Rather than waste resources on telling them how to change if they are pre-contemplative, it can be more useful to focus on making sure they understand exactly what the risks of their behaviours might be.  We need to provide this information is a collaborative way.  Anger and scare tactics can rebound sometimes.  In the case of alcohol, for instance, rather than tell a pre-contemplative teen that should not drink,  we might give a person information about how much is a standard drink, the health and legal effects of alcohol, look at how much and how often they are drinking and let them arrive at their own conclusion.

If they are still not ready to change or they are not ready to even think about it, then it is important that we give them the information they need to stay safe.  We call this “harm minimisation” – if they are going to keep doing it, how can they do so safely?  For instance, if a teen is going to continue to drink alcohol after being presented with all of the risks about it (for them and others), then talking to them about, for example,  staying close to good friends, making sure they don’t take their car, or pre-arranging safe lifts home becomes really important.

If a person is contemplating a change, this can be a good time to have them weigh up the pros and cons of change – what are all the good things about changing, what are all the good things about not changing, and also what might be not so good about change and what might be not so good about no change.

If a person is preparing for action we can help them set their goals and introduce them to various strategies for change.  For a young person wanting to stay sober and not use alcohol, we might teach them refusal skills so they know how to say “no” to offers and deal with any anticipated ridicule that may occur if they say “no”.

There is some new research emerging from here in Queensland that is looking at the importance of helping people visualise their goals rather than just talking about them.  Functional Imagery Training helps people visualise their goals and incorporate lots of senses in their images – the sights, sounds, smells of achieving change – and then to share their vision with us.

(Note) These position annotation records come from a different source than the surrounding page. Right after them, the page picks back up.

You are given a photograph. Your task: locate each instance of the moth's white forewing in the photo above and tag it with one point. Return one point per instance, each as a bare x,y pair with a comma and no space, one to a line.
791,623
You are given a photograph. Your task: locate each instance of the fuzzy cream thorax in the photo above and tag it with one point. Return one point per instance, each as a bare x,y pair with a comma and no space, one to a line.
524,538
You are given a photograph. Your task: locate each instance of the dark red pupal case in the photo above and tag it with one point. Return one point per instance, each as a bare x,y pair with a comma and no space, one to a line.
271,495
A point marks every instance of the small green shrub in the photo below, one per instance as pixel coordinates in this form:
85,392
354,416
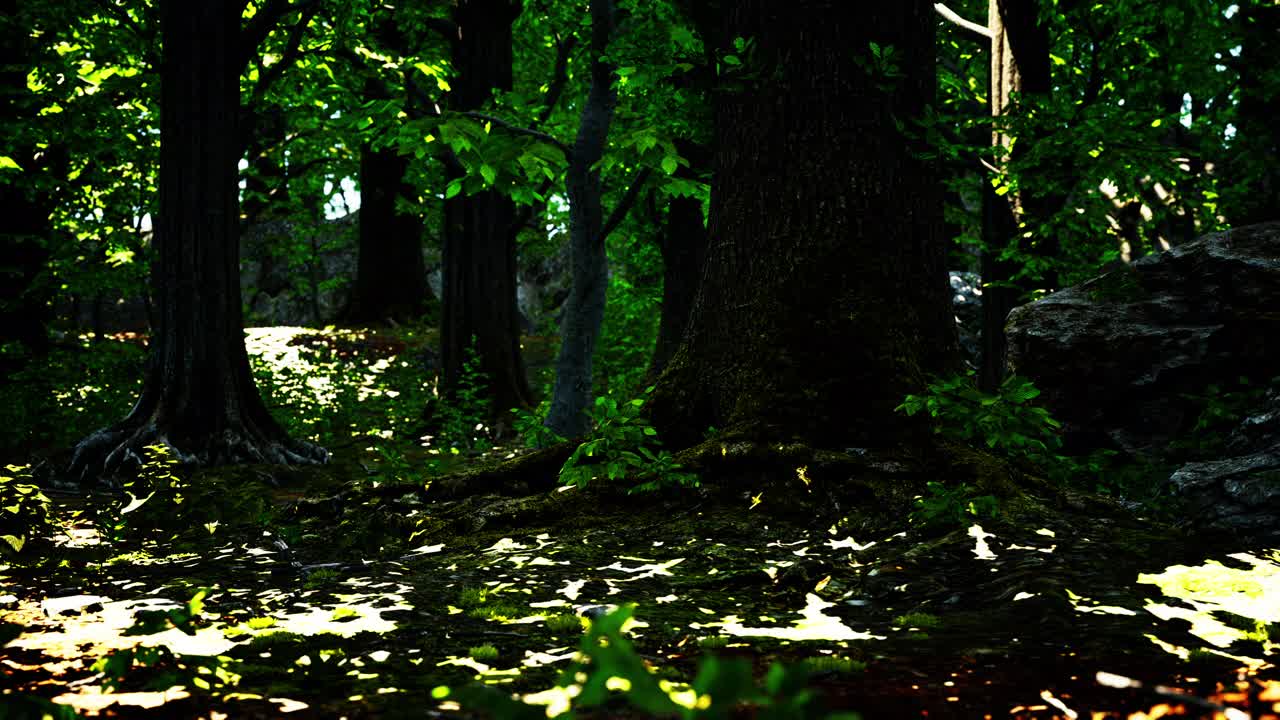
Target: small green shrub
23,510
624,445
485,652
565,623
531,429
607,660
950,506
1006,422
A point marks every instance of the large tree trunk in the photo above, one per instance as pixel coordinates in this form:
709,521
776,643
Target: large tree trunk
824,296
391,276
589,264
480,236
199,396
1019,67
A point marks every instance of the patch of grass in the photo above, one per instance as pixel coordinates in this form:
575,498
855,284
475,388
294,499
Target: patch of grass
341,614
918,620
565,623
321,578
472,597
713,642
497,611
833,664
484,652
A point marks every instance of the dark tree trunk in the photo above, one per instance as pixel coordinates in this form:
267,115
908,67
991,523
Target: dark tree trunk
391,274
480,236
589,265
682,241
199,396
27,203
1256,163
1019,65
824,295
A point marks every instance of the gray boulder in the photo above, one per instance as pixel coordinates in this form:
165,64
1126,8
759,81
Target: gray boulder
1129,359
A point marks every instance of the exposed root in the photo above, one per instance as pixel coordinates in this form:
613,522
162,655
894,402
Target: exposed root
105,452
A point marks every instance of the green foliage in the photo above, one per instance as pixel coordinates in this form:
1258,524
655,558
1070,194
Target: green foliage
565,623
531,429
607,661
951,506
624,445
1006,422
462,415
23,511
483,652
159,668
918,620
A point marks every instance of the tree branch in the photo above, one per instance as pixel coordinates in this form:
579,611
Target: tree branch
528,132
264,22
625,203
968,24
560,78
291,54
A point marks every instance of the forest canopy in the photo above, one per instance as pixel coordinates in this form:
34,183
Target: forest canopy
457,350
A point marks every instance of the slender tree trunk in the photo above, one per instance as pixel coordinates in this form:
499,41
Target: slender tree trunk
1019,67
391,274
1256,160
480,236
824,299
26,199
682,241
589,264
199,396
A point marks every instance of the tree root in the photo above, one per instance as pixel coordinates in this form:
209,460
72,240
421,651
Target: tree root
106,451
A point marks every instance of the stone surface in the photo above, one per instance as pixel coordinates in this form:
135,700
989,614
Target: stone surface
1127,360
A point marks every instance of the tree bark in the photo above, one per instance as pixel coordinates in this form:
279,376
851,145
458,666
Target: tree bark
589,264
199,395
480,236
824,299
391,276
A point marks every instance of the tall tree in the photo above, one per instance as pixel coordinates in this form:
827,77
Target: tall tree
479,302
584,309
1019,73
1256,147
24,195
199,395
824,295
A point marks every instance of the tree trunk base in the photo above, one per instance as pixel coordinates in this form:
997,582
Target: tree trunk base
106,451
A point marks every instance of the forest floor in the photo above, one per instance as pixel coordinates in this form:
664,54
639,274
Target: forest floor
362,605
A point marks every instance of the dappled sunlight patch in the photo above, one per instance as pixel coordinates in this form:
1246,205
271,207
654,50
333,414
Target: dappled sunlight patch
981,548
812,625
94,700
1211,591
100,625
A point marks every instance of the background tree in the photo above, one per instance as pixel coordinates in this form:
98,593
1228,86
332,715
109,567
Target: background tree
199,395
479,254
824,294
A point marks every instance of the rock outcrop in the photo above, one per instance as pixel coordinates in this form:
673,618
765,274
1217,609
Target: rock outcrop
1132,359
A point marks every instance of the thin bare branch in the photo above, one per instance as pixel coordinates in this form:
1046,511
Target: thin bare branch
956,19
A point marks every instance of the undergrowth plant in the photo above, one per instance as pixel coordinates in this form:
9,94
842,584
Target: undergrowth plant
608,668
23,513
624,445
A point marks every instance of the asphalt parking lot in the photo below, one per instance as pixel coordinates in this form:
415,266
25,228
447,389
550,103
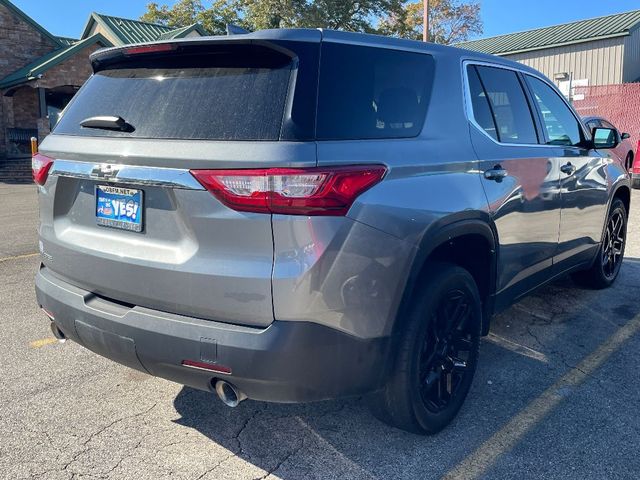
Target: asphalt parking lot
556,396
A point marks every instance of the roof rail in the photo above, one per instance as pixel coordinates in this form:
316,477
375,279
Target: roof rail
236,30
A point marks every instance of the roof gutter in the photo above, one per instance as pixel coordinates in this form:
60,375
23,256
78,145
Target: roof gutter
555,45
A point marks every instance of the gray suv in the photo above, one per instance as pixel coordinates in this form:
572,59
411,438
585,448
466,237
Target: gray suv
298,215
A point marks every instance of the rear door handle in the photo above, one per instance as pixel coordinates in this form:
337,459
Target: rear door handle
497,173
568,168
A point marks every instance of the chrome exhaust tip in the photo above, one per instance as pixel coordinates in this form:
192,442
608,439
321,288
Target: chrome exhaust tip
58,333
229,394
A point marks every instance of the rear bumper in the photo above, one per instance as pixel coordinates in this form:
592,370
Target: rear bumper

If a person has a lapse while they are trying to make change, it’s really important that we help them reflect and learn about the things that happened that made it easy for them to fall back into old ways.  We don’t want them to give up, “throw the baby out with the bath water” and go back to their old ways.  We like to look closely at it so we can learn and make plans for next time.  Again, we can’t do this properly if we are being too police-y or judgemental.

There’s much more to be gained by working collaboratively with a person who needs to change than by just adding more judgement.

Maybe it’s time to change how you think about others making change??